I. La difficile protection des droits d’auteur.
Le droit d’auteur protège les œuvres de l’esprit, quelle que soit leur forme d’expression, à condition qu’elles soient originales.
L’originalité des œuvres, photos et vidéos peut être assimilée à l’empreinte de la personnalité de l’auteur.
Cette originalité est examinée par les tribunaux « dans son ensemble au regard de la combinaison des différents éléments, même banals, la composant » [1].
Dans l’affaire du 7 septembre 2023, la cour d’appel a confirmé le jugement de première instance en reconnaissant l’originalité de la photographie en question.
Les juges ont identifié plusieurs éléments caractérisant l’empreinte de la personnalité de l’auteur :
- Le cadrage réalisé : la cour a souligné la composition spécifique de l’image, avec au premier plan les casseroles utilisées pour le glaçage et le topping.
- La gestion de la profondeur de champ : les juges ont relevé que la première casserole était légèrement floutée pour mettre en relief le second plan.
- La capture d’un instant précis : l’image saisissait le moment exact où le chocolat coulait en mince filet du bâtonnet glacé.
- Le choix des couleurs : la cour a noté que les couleurs utilisées étaient toutes dans le même ton.
- La gestion de la lumière : une lumière diffuse a été utilisée pour créer une ambiance particulière.
Par ailleurs, la cour a rappelé un principe important du droit de la propriété intellectuelle : la bonne foi est inopérante en matière de contrefaçon.
Ainsi, même si la défenderesse arguait de sa bonne foi, cet argument n’a pas été retenu pour écarter la contrefaçon du fait de la reprise sans autorisation de la photographie sur Internet et sur LinkedIn.
Mais cet arrêt ne reflète cependant pas la tendance en la matière.
En effet, la protection des droits d’auteur pour les œuvres photos et vidéos, notamment sur les réseaux sociaux, est souvent écartée par les tribunaux, faute d’originalité suffisante [2].
Un nouvel axe : le parasitisme économique.
Une nouvelle voie ouverte récemment par la jurisprudence pourrait être intéressante pour les titulaires d’œuvres photos et vidéos : celle du parasitisme économique.
Pour rappel, le parasitisme économique désigne un comportement par lequel une entreprise tire indûment profit des efforts, des investissements ou de la réputation d’une autre entreprise, sans investir elle-même ou fournir d’efforts équivalents.
Il s’agit d’un cas de concurrence déloyale, même en l’absence de faute, lorsque l’entreprise parasite se place dans le sillage d’une autre pour profiter de ses succès ou de ses innovations, tout en évitant les risques ou les coûts associés à l’activité de celle-ci.

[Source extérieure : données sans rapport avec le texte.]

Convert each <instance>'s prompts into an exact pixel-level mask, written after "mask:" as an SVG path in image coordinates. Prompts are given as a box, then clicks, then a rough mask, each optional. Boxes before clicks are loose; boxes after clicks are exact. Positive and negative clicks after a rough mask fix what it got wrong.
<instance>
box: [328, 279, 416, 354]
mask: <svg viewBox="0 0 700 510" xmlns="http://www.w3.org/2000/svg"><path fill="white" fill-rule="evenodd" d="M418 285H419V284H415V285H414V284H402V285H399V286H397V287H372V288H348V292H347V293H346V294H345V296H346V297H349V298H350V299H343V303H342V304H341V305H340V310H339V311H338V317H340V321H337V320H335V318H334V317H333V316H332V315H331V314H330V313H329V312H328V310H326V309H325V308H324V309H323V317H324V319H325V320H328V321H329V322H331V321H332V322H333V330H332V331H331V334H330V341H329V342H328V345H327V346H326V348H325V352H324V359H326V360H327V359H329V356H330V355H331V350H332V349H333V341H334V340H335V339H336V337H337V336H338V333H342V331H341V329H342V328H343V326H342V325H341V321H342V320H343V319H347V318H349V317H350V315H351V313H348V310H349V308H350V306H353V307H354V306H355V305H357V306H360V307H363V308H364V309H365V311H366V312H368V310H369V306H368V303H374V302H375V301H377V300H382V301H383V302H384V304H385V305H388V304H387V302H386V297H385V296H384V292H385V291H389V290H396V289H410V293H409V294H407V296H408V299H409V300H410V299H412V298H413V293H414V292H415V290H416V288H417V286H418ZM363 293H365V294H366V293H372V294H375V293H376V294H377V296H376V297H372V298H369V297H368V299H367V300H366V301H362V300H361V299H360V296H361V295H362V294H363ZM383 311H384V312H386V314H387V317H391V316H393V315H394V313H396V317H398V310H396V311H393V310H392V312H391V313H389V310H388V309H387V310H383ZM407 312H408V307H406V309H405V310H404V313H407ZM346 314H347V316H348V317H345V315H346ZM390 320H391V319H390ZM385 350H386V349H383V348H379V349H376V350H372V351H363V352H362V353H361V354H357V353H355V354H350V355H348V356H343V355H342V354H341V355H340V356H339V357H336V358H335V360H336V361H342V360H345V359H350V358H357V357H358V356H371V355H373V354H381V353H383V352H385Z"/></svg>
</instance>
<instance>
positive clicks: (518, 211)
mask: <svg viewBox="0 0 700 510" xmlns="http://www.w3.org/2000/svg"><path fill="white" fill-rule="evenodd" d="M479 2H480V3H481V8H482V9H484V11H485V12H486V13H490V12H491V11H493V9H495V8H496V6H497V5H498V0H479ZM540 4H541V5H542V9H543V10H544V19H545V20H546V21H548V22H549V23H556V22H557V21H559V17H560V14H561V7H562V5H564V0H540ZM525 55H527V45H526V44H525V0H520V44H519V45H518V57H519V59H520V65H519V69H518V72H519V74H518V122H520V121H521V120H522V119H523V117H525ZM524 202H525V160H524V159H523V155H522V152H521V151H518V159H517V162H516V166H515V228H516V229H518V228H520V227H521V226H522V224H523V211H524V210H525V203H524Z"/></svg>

La Cour d’appel de Paris [3] a récemment dénié la protection des droits d’auteur à des photographies faute d’originalité, car
« les choix de la photographe dans la réalisation de ces deux clichés étaient nécessairement contraints, quand bien même, en qualité de professionnelle de la communication, elle a pu bénéficier d’une certaine latitude, sa mission étant avant tout de photographier un mannequin professionnel ».
En revanche, la cour condamne la société ayant repris sans autorisation ces photographies pour parasitisme économique, dans la lignée de plusieurs décisions des tribunaux judiciaires en ce sens.
Les juges considèrent en effet que la société appelante démontrait des « investissements » pour la réalisation de ces photographies au travers de relevés de comptes produits, et que les photographies avaient été utilisées à de multiples reprises sur ses réseaux sociaux (Pinterest, Instagram).
Par conséquent, la reprise par la société intimée de ces photographies sans autorisation et en s’épargnant des efforts d’investissement ab initio, constitue des actes de parasitisme, donnant lieu au versement de 8 000 euros de dommages et intérêts.
Dès lors, on peut déduire qu’une société ayant investi pour réaliser des œuvres photos et vidéos et pouvant le démontrer, aura tout intérêt à entamer une action pour parasitisme économique si ces œuvres sont reprises sans son autorisation dans un contexte commercial.
La contrefaçon pourra être également invoquée, mais sous réserve de la démonstration complexe d’une originalité suffisante.